The camp, he said, was guarded by a mix of Bangladeshi, Rohingya and Thai men, some of whom were armed. Some lived with their Rohingya wives.

Meals consisted of plain boiled rice, until his captors decided he was too weak and ill to keep around.

When rescuers found him in the nearby forest early this month, he had not eaten for nine days, and had resorted to chewing leaves.

“I want to go back to Myanmar,” he said, in between anemic gasps for air. “But I am afraid the government will put me in jail.”

There may be hope for him yet.

While Thailand has declined to take in the estimated 7,000 boat people stranded in Southeast Asian waters after its crackdown forced traffickers to abandon their human cargo, Indonesia and Malaysia have offered temporary refuge.

The United States has offered to help in the resettlement.

Thailand, which was given the lowest possible grade for its antitrafficking efforts in the U.S.’ annual report on the issue last year, is keen to avoid the black mark this year. But it is too early to tell if this crackdown will have much of an impact.

“This is only a start,” said Abdul Kalam, a Thailand-based Rohingya activist.
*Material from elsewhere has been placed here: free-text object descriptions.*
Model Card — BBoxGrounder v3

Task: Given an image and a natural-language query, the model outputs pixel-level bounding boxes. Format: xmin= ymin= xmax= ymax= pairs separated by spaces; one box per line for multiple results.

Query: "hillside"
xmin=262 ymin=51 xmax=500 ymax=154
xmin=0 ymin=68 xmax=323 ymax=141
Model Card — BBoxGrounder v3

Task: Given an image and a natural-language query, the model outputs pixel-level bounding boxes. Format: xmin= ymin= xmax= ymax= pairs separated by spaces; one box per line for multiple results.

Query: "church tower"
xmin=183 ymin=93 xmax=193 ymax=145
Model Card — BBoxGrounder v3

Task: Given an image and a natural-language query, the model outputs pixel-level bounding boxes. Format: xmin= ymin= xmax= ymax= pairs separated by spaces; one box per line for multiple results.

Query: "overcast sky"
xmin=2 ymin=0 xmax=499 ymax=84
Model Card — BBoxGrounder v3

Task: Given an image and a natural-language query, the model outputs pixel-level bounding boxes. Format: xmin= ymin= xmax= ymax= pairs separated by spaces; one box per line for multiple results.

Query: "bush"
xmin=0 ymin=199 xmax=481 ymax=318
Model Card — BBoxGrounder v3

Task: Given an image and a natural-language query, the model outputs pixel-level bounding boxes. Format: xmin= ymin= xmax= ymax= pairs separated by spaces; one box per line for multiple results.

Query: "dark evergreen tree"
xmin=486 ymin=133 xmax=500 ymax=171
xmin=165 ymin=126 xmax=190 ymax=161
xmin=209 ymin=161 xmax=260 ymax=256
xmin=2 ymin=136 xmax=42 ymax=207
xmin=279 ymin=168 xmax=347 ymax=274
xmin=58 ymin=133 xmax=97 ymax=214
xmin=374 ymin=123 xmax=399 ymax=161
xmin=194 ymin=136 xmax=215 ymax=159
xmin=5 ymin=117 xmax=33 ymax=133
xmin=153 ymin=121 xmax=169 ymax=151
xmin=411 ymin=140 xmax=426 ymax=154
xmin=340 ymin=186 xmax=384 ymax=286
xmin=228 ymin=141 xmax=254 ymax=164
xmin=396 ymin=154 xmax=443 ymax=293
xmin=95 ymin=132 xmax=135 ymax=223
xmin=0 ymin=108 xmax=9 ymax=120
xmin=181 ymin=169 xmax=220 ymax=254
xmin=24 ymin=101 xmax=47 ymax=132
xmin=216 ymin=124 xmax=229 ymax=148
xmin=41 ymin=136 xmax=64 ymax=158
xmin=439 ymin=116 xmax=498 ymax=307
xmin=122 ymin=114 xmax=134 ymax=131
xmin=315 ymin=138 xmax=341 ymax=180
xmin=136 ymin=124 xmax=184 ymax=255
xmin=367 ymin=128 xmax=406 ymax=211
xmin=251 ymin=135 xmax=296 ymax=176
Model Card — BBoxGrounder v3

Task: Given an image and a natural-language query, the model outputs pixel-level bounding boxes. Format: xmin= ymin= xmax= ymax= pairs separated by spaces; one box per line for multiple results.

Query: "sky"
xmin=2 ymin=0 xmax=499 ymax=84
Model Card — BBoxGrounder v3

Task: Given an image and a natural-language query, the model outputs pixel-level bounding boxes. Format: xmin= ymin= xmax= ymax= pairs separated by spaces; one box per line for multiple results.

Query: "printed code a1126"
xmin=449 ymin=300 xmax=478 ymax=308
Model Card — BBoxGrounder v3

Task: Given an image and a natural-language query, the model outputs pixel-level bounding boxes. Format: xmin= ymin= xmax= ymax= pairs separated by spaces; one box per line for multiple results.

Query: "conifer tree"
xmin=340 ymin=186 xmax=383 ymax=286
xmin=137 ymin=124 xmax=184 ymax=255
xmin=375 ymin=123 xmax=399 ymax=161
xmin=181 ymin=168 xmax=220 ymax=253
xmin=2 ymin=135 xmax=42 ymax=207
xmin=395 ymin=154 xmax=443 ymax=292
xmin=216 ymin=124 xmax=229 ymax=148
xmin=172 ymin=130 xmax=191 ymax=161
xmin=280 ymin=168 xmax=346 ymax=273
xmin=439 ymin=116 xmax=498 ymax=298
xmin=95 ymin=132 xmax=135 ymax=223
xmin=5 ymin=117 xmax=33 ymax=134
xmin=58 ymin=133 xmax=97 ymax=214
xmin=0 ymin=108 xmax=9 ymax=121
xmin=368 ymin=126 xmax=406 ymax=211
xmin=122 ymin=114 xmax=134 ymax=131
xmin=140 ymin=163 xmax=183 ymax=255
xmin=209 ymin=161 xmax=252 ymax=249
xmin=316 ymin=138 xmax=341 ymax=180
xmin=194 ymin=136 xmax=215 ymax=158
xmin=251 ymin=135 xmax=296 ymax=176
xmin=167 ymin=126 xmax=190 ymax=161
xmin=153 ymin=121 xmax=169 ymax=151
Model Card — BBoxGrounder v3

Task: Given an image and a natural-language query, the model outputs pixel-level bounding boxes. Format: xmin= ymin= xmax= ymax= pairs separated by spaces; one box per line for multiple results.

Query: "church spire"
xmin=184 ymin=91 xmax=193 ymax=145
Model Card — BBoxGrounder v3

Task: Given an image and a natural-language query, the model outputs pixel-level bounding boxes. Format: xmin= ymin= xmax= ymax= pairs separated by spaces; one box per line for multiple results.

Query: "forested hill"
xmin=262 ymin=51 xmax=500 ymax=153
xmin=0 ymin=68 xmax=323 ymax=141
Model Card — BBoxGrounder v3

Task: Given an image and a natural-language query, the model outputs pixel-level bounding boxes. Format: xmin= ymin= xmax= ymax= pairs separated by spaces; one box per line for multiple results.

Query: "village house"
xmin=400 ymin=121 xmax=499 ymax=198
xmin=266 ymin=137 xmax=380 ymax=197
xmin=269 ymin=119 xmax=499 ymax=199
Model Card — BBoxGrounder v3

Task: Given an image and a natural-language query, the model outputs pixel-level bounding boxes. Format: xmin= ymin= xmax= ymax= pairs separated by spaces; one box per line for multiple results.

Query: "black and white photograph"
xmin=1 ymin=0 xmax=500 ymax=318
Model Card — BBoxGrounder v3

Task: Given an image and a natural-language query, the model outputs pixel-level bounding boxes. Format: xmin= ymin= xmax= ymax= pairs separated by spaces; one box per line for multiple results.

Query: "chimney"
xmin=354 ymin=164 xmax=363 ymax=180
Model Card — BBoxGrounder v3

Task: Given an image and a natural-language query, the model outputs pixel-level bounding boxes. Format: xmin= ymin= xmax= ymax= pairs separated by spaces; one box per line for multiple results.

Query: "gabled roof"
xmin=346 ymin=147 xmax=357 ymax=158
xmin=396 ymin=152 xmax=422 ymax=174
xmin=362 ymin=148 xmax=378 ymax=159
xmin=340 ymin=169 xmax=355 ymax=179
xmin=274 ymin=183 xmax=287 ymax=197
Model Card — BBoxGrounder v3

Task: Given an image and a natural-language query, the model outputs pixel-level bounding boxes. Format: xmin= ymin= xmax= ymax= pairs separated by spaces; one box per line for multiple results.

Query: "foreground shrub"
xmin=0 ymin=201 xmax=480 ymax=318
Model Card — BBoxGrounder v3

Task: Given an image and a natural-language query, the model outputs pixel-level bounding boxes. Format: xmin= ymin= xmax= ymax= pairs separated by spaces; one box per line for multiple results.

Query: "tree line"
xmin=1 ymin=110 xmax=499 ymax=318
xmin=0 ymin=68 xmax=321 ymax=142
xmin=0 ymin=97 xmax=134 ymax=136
The culprits still need to be prosecuted for the action to carry any weight.

Besides, experts said, the police have merely uncovered a small part of the illicit business, which is oiled by corrupt officials who grant traffickers safe passage.

Even though local officials like the ones at Ban Taloh have been arrested, a senior official from the National Human Rights Commission, speaking on condition of anonymity, said: “They have so far caught only the ‘small mafia,’ not the big ones.”

If the crackdown does not reach the kingpins, the trafficking gangs will simply find new ways to continue their brutal trade.